Vandaag gaf ik les aan een leuke groep cursisten die de basiscursus CGT volgen. Ondanks dat de cursus geheel online wordt gegeven is er een prettige sfeer in de groep ontstaan en een – zoals psychologen dat graag noemen – ‘veilig klimaat’ waarin er persoonlijke ervaringen worden gedeeld en kwetsbaarheden besproken. Als docent vind ik dit een enorme meerwaarde. Naast alle inhoudelijke kennis die er in de cursus voorbij komt over cognitieve gedragstherapie en de verschillende DSM stoornissen, is het namelijk minstens net zo belangrijk dat je jezelf als therapeut goed leert kennen, inzicht krijgt in je eigen sterke en zwakke punten en handvatten krijgt over hoe hiermee om te gaan.

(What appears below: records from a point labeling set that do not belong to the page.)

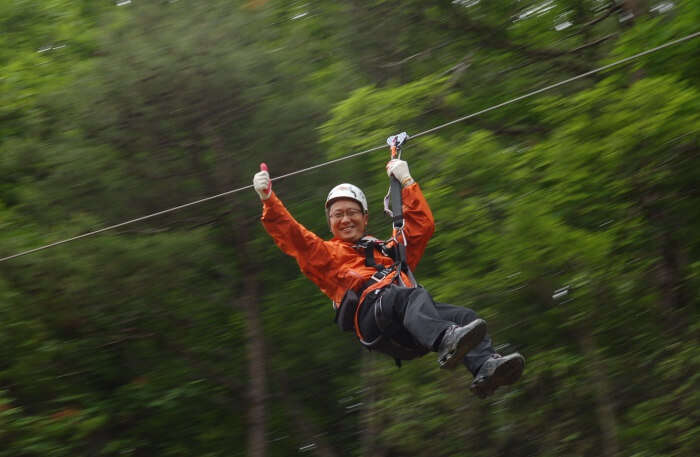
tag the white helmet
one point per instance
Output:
(346, 190)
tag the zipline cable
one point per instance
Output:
(357, 154)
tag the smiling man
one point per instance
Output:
(375, 298)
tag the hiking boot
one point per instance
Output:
(458, 340)
(497, 371)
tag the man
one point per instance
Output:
(401, 319)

Naar aanleiding van het thema burn-out ontstond er een mooi gesprek waarin cursisten hun onzekerheden deelden over het aangeven van grenzen, omgaan met werkdruk en de soms onrealistische eisen die er vanuit de organisatie gesteld worden. Zo kwamen ook de woorden ‘productie’, ‘targets’ en ‘declarabel’ voorbij en de invoelbare stress en onzekerheid die dat op kan roepen.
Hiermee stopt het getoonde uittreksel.